Citing a few of the efforts of this Cooperative, they regularly update their platform on how to take care of their animals by just changing the daily cleaning and milking practices. They explained the use of pheromone traps and distributed them for free in various villages for plant protection from pests. For that, they organized a training program and addressed 160-170 farmer’s altogether, and tried to solve their pest problems. To decrease mono-cropping in the potential states, and forecasting the high demand of Hing in India, IFFCO Kisan introduced the benefits of cultivation of Hing (Asafoetida) to the farmers. This would help not only the farmers but also the nation. Recently they introduced an organic formulation, Green Diet to the farmers which acts as instant nutrition for plants. It is an organic formulation made up of neem leaves and twigs, proteinaceous seaweeds, etc.

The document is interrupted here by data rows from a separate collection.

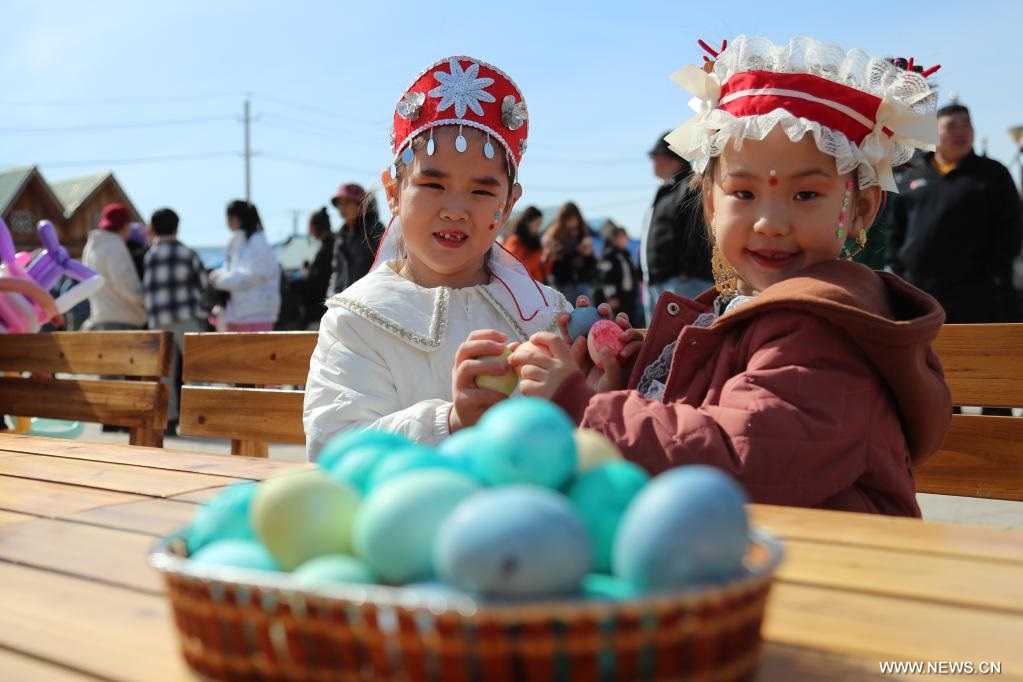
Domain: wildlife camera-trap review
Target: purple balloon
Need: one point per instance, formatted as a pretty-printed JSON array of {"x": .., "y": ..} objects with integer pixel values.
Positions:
[{"x": 54, "y": 261}]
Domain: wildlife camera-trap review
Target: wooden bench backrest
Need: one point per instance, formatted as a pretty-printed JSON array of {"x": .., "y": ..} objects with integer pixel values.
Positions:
[
  {"x": 249, "y": 412},
  {"x": 982, "y": 455},
  {"x": 139, "y": 403}
]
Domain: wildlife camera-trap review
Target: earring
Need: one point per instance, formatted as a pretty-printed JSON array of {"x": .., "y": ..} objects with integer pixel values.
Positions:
[
  {"x": 840, "y": 232},
  {"x": 850, "y": 253},
  {"x": 724, "y": 275}
]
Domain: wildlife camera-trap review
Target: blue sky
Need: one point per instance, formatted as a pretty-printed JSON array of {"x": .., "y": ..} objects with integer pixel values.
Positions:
[{"x": 323, "y": 77}]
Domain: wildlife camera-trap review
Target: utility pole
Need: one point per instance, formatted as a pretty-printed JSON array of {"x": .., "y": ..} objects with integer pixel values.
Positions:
[{"x": 248, "y": 156}]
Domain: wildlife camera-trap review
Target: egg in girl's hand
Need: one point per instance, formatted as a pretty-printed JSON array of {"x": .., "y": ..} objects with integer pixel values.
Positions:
[
  {"x": 398, "y": 523},
  {"x": 514, "y": 541},
  {"x": 354, "y": 441},
  {"x": 505, "y": 382},
  {"x": 525, "y": 441},
  {"x": 581, "y": 320},
  {"x": 334, "y": 569},
  {"x": 687, "y": 527},
  {"x": 303, "y": 515},
  {"x": 235, "y": 553},
  {"x": 223, "y": 517},
  {"x": 605, "y": 333},
  {"x": 593, "y": 449},
  {"x": 601, "y": 497}
]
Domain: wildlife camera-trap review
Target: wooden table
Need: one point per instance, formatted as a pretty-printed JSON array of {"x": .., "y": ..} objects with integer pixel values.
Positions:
[{"x": 78, "y": 600}]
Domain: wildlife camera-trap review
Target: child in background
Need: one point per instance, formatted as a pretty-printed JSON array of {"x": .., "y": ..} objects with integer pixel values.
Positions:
[
  {"x": 400, "y": 349},
  {"x": 807, "y": 376}
]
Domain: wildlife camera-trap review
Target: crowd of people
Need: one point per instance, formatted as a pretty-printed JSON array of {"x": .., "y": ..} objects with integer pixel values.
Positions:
[{"x": 771, "y": 353}]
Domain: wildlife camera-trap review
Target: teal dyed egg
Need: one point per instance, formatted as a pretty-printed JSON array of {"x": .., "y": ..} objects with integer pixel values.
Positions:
[
  {"x": 395, "y": 529},
  {"x": 223, "y": 517},
  {"x": 604, "y": 587},
  {"x": 302, "y": 515},
  {"x": 514, "y": 542},
  {"x": 460, "y": 447},
  {"x": 593, "y": 449},
  {"x": 331, "y": 570},
  {"x": 349, "y": 443},
  {"x": 601, "y": 497},
  {"x": 525, "y": 441},
  {"x": 409, "y": 458},
  {"x": 235, "y": 553},
  {"x": 687, "y": 527}
]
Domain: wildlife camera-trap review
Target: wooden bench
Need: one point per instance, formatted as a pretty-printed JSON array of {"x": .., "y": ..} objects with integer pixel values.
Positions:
[
  {"x": 138, "y": 402},
  {"x": 982, "y": 456},
  {"x": 249, "y": 412}
]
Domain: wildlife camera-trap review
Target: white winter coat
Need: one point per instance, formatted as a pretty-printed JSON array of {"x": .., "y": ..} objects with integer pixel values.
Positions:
[
  {"x": 120, "y": 299},
  {"x": 387, "y": 347},
  {"x": 252, "y": 275}
]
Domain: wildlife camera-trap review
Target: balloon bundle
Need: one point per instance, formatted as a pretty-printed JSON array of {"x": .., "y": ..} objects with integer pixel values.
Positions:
[
  {"x": 25, "y": 281},
  {"x": 26, "y": 303}
]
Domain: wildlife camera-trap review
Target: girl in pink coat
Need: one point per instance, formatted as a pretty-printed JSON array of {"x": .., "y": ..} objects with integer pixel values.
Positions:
[{"x": 808, "y": 377}]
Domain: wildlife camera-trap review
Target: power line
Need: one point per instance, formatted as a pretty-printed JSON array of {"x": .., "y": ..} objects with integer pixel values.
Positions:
[
  {"x": 317, "y": 164},
  {"x": 139, "y": 160},
  {"x": 315, "y": 109},
  {"x": 118, "y": 126},
  {"x": 118, "y": 100}
]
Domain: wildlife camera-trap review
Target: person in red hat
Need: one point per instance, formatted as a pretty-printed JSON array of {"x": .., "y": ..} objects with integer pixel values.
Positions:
[
  {"x": 399, "y": 349},
  {"x": 808, "y": 377},
  {"x": 358, "y": 237},
  {"x": 119, "y": 303}
]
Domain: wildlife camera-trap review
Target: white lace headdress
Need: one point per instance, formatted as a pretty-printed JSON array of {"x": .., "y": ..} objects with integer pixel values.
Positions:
[{"x": 866, "y": 112}]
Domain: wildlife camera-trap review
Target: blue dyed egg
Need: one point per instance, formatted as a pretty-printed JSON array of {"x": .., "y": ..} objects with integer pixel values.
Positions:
[
  {"x": 395, "y": 529},
  {"x": 525, "y": 441},
  {"x": 223, "y": 517},
  {"x": 601, "y": 497},
  {"x": 409, "y": 458},
  {"x": 514, "y": 542},
  {"x": 353, "y": 441},
  {"x": 235, "y": 553},
  {"x": 331, "y": 570},
  {"x": 581, "y": 320},
  {"x": 687, "y": 527}
]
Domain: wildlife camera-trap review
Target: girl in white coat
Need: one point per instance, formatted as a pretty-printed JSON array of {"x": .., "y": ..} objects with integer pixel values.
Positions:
[
  {"x": 400, "y": 350},
  {"x": 251, "y": 274}
]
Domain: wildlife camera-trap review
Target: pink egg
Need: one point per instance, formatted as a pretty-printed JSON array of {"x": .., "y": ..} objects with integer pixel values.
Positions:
[{"x": 605, "y": 333}]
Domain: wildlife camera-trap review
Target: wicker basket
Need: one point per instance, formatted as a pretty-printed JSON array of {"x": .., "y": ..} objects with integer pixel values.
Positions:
[{"x": 236, "y": 624}]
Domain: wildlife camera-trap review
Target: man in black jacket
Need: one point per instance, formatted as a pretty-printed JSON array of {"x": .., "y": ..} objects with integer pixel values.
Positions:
[
  {"x": 957, "y": 228},
  {"x": 674, "y": 251}
]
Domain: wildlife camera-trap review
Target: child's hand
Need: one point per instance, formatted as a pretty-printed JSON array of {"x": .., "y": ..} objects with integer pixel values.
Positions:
[
  {"x": 470, "y": 401},
  {"x": 543, "y": 363},
  {"x": 606, "y": 372}
]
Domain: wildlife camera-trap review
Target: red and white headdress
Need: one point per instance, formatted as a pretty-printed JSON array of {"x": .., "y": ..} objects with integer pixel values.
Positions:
[
  {"x": 866, "y": 112},
  {"x": 462, "y": 91}
]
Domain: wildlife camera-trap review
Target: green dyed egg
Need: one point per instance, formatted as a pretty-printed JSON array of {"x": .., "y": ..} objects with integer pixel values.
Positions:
[{"x": 303, "y": 515}]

Looking at the already depleted soil of India, they introduced Magic Soil, a sustainable approach to nourish and bring life to the soil.
They also update the specific information on their sites regarding the feed and sanitation of poultry farms, livestock, and other integrated farming approaches. It can always be counted as their CSR activity which is for the benefits of the farmers. There are hundreds of thousands of people working under this organization who are readily available for providing expert advice on the general or specific problems of their farms.
It certainly takes lots of effort to actually reach out to people, talk to them in their dialect, make them trust themselves, and finally help them in every way possible. But as one says, where there is a will, there is a way. And it has always been proven by IFFCO from time to time, because, IFFCO stands with those, who work in acres.